Fran Wilde’s Updraft is a soaring fantasy debut

Updraft is Fran Wilde’s debut novel, and an absolute delight to read, a coming of age story set in a truly original world, blending romance, conspiracy, awesome training montages, and some good-old-fashioned adventure to create a book that’s impossible to put down. She’s also planted herself firmly in the “authors to watch” category.

Kirit Densira is a youth in a city built of bone towers. Flying on gliders that resembles wings is a way of life for her people, and her chief ambition is to earn her wings and join her mother as a trader, securing vital food and resources for her tower. Fate has other plans, and in the wake of a terrible accident (and after breaking several sacred laws), she’s singled out for a special talent. 

Recruited to join the Singers—a mysterious order that oversees the city’s laws and traditions and protects the towers from skymouths, invisible tentacled flying beasts that haunt the clouds—she must figure out how to exist within in a strange new culture. Soon enough, she finds herself disturbed at how many secrets the order keeps in the name of tradition.
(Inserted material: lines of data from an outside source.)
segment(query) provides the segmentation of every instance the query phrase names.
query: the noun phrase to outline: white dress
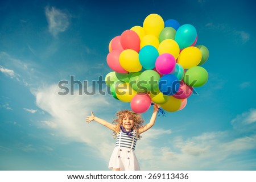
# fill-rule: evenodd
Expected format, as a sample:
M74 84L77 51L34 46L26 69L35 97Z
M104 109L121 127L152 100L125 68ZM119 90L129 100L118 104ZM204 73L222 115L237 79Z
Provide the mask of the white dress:
M136 131L133 131L133 136L128 136L120 131L117 137L115 147L109 160L109 168L111 169L120 168L122 171L139 171L139 162L134 153L138 138Z

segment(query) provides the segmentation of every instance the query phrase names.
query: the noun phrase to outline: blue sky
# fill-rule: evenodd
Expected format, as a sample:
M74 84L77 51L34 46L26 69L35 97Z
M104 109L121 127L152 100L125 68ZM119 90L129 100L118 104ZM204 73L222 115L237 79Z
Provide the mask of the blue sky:
M194 26L210 52L207 83L179 111L158 117L136 154L142 170L255 170L255 10L252 1L2 1L0 169L108 170L112 122L128 103L60 96L58 83L112 70L109 42L152 13ZM106 86L104 87L106 89ZM152 109L143 113L148 122Z

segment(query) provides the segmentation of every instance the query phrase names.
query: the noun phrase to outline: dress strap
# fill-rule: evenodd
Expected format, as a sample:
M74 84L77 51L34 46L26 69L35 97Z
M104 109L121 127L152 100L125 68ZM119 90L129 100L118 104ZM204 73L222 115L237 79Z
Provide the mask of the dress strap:
M122 137L122 131L120 131L119 132L119 141L118 141L118 147L119 148L120 148L120 146L121 146L121 137Z
M133 142L131 142L131 150L133 150L133 144L134 143L134 138L135 136L137 134L137 130L133 130Z

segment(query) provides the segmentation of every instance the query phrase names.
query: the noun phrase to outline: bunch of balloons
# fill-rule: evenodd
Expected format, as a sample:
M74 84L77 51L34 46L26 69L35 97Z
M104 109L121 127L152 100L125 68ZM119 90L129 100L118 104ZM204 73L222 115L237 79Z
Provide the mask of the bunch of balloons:
M156 103L167 111L183 109L195 87L204 85L207 71L201 65L209 51L196 45L192 25L165 22L156 14L148 15L143 27L135 26L109 43L106 61L113 71L105 77L114 98L130 102L137 113Z

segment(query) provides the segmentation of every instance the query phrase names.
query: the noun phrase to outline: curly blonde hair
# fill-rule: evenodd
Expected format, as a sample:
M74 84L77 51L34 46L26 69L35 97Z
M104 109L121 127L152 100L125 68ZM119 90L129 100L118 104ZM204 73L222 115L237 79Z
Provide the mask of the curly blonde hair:
M133 130L136 130L142 127L143 124L144 123L144 119L142 118L141 115L136 113L131 110L123 110L118 111L115 115L115 119L113 122L113 124L116 126L115 131L113 133L113 135L114 138L116 139L117 135L120 132L120 126L122 125L123 119L126 117L126 116L130 117L133 118L133 122L134 122L134 125L133 126ZM139 139L141 138L141 136L138 136Z

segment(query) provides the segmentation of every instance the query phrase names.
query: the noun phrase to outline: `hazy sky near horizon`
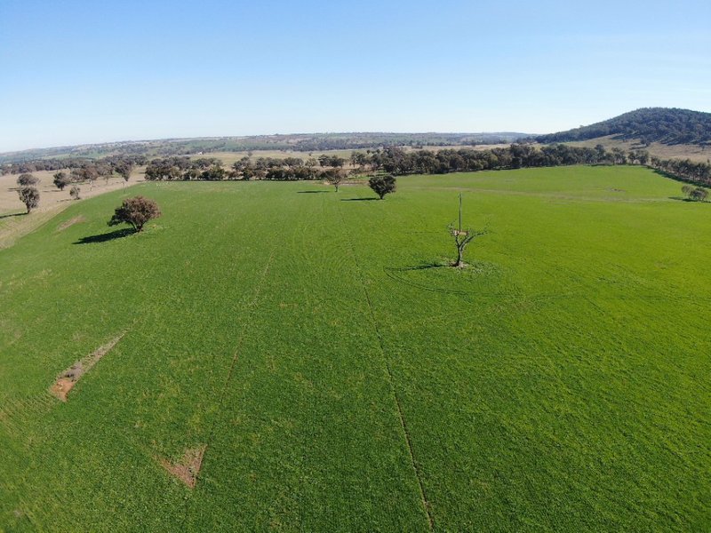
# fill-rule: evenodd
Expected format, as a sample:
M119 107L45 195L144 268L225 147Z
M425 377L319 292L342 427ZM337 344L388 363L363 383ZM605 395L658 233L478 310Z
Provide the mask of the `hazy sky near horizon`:
M0 152L711 111L711 2L0 0Z

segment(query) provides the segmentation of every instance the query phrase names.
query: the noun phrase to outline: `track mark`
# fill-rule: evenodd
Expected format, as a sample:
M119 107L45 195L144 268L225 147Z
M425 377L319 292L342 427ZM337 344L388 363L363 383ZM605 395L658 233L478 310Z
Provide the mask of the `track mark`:
M207 444L201 444L196 448L188 448L183 457L176 463L171 463L164 457L156 457L161 466L171 474L177 477L190 489L195 489L200 468L203 466L203 457L205 455Z
M343 212L340 211L340 209L339 209L339 214L340 215L341 227L348 228L348 226L346 226L346 220L343 219ZM410 456L410 463L412 466L412 471L415 474L415 478L417 478L418 486L419 488L419 497L422 503L422 508L424 509L425 514L427 519L427 525L429 527L429 530L432 531L435 529L435 520L432 517L432 513L430 511L429 499L427 498L427 491L425 490L425 484L422 482L422 474L419 472L417 460L415 459L415 452L412 448L412 440L410 436L410 430L407 427L407 422L405 420L404 414L403 413L403 406L402 403L400 402L400 398L397 395L397 391L395 390L395 387L393 370L390 368L390 363L387 362L387 356L385 354L385 345L383 343L383 337L382 334L380 333L380 330L378 328L378 321L375 319L375 312L373 310L372 302L371 301L371 295L368 292L368 286L365 283L365 279L363 274L363 268L361 267L361 265L358 262L358 257L356 255L356 247L353 244L353 239L351 238L350 233L348 233L348 230L344 230L344 233L346 234L346 238L348 243L348 251L350 252L350 255L353 258L353 262L356 264L356 270L358 274L358 279L361 282L361 286L363 287L363 292L365 295L365 302L368 305L368 311L370 314L371 322L372 323L372 328L375 331L375 335L378 338L378 344L380 348L380 355L382 356L383 363L387 372L387 379L390 385L390 392L393 394L393 400L395 401L395 404L397 408L397 415L400 419L400 426L403 430L403 434L404 434L405 443L407 444L407 450Z
M82 376L91 370L104 355L110 352L125 334L124 331L115 337L108 343L99 346L89 355L80 359L68 369L61 372L57 377L57 380L54 384L50 387L50 393L62 402L67 402L67 395L69 394L69 391L74 388L74 386L76 385L76 382L79 381Z

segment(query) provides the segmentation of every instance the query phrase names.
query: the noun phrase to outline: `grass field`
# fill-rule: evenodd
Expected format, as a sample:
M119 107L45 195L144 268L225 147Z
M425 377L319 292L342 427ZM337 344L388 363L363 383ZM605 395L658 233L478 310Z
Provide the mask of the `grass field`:
M572 147L587 147L590 148L595 147L598 144L602 144L608 150L611 148L619 148L625 150L625 152L646 150L651 155L657 156L659 159L691 159L696 163L708 163L709 159L711 159L711 150L704 146L691 144L666 145L660 142L652 142L650 146L645 147L641 145L638 139L620 140L615 139L614 135L598 137L597 139L591 139L589 140L566 142L565 144Z
M0 530L709 530L711 205L679 189L567 167L73 203L0 250ZM464 271L438 266L459 192L489 229ZM139 193L164 216L117 236ZM191 489L163 465L196 449Z

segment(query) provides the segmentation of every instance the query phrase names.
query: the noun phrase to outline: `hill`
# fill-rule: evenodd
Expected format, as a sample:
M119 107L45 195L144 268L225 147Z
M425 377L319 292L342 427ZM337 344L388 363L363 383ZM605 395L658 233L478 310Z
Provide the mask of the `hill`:
M0 250L0 531L708 530L711 218L679 189L578 166L72 203ZM459 193L491 230L461 271ZM163 216L108 227L137 194Z
M600 137L636 139L642 144L711 144L711 113L668 107L644 107L567 131L539 135L541 143L582 141Z
M291 150L312 152L356 150L385 146L452 147L475 144L499 144L528 138L526 133L297 133L290 135L252 135L244 137L203 137L130 140L99 144L34 148L0 153L0 164L36 159L61 157L98 158L107 155L178 155L212 152L248 150Z

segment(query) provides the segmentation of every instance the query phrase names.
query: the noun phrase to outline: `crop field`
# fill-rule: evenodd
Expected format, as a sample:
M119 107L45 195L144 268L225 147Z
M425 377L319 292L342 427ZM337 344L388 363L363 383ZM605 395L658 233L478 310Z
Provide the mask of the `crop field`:
M142 183L0 250L0 531L711 529L711 205L397 187Z

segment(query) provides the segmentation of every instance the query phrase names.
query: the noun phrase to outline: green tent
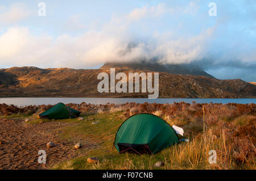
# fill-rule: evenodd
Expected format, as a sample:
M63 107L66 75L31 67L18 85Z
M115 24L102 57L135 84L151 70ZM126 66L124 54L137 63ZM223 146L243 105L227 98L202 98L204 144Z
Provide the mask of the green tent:
M81 112L66 106L62 103L57 103L51 108L41 113L40 118L63 119L78 117Z
M133 115L119 128L114 142L119 153L155 154L179 142L174 129L164 120L149 113Z

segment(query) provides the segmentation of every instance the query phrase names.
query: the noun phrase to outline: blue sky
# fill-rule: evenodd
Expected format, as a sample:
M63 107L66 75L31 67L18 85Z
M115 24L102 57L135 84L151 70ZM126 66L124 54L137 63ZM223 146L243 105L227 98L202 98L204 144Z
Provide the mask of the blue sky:
M38 5L46 5L46 16ZM210 16L210 2L217 5ZM256 1L1 1L0 68L158 60L256 82Z

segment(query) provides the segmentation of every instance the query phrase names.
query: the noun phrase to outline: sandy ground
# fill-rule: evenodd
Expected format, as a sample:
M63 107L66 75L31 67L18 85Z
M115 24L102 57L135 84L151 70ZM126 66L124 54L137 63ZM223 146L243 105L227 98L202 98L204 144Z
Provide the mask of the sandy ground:
M64 142L53 132L70 123L49 122L28 124L24 120L0 118L0 169L47 169L78 156L74 143ZM56 147L47 148L49 141ZM46 164L38 162L38 151L46 151Z

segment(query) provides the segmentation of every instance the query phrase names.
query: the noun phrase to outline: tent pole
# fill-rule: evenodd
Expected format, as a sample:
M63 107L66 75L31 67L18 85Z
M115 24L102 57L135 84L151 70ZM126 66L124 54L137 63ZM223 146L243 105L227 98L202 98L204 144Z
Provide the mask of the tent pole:
M204 124L204 105L203 106L203 117L204 117L204 134L205 132L205 127Z

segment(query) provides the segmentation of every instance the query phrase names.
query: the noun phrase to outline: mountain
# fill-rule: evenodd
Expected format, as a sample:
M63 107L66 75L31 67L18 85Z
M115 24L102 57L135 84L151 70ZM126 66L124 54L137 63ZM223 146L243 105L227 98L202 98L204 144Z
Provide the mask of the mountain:
M156 68L158 68L156 67ZM119 67L116 73L151 72L141 68ZM14 67L0 69L0 96L26 97L145 97L148 93L99 93L100 69L40 69ZM256 98L256 85L241 79L220 80L205 76L159 73L159 97Z
M115 68L123 70L150 70L153 71L164 72L173 74L193 75L205 76L209 78L214 78L198 67L192 65L187 64L167 64L161 65L158 63L141 62L130 63L114 63L108 62L105 64L101 69L109 69Z

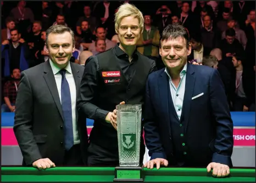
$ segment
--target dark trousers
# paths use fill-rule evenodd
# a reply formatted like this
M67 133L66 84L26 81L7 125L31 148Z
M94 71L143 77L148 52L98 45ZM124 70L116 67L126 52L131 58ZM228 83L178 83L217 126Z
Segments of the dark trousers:
M74 145L69 151L65 152L63 165L66 166L84 165L82 158L80 144Z

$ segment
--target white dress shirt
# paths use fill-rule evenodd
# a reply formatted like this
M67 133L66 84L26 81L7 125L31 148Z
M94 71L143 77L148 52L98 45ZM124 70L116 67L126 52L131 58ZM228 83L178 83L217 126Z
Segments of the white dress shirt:
M54 75L55 81L58 88L58 92L59 93L59 99L60 103L62 103L62 75L59 72L61 70L58 67L49 59L51 66ZM69 62L69 64L66 66L65 69L66 71L66 79L68 81L68 83L69 85L69 90L70 90L71 95L71 107L72 107L72 122L73 124L73 135L74 135L74 144L77 144L80 143L79 137L78 136L77 126L76 124L76 84L75 83L75 79L74 78L73 75L72 73L72 70L71 69L70 63Z

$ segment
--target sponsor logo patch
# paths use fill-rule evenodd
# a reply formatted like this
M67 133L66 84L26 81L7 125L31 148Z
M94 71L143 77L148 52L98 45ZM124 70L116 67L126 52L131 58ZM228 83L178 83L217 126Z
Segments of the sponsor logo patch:
M120 71L103 71L102 77L120 77Z
M106 84L120 83L120 79L105 79L104 82Z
Her investigation launches a series of events that will change the city forever.

Wilde’s book bridges the divide between adventurous entertainment and serious messaging, surrounding important thematic material with compelling action and endearing characters. The writing is dynamic; the book catches you and pulls you along in its wake. The scenes of Kirit’s flight training, her explorations of the city’s mysteries, and her rough integration into the Singers’s culture are vivid and memorable. Her character arc is expertly crafted, with an emotional accessibility that will hold a lot of appeal for young adult readers—like the best heroines of recent memory, Wilde puts Kirit through her paces as she soars through the book, but there is never a point where the plot steps in to push her around. Kirit has agency, and she steers the narrative.

The core of the book is the relationship between Kirit and the secretive Singers. There’s not a lot of fantasy books for which the term “dystopian” feels appropriate in a political context, but that’s what we have here: this society is carefully managed by a mysterious ruling class that isn’t accountable to anyone.

Wilde builds her world in small bits, carefully dropping hints about the origins of the bone structures and the magic that binds them, setting up a reasonable motive for the Singers’ iron-winged rule: without their careful efforts, the city would crack apart, individual towers would go to war, and chaos would rule the skies.

Intentionally or not, though, the Singers have overrun the balance between maintaining social order and oppressing the people they’re sworn to protect. There isn’t a sense of rebellion until Kirit—an outsider who comes to their traditions with a fresh eye—upsets the balance. It’s an important message in an age when people don’t trust—with good reason—many real world institutions that seem to have lost touch with the people they serve, whether that’s police departments, major corporations, or governmental bodies.

These themes enrich the story without overpowering it, and would make Updraft well worth reading if it wasn’t already such a pleasure to do so.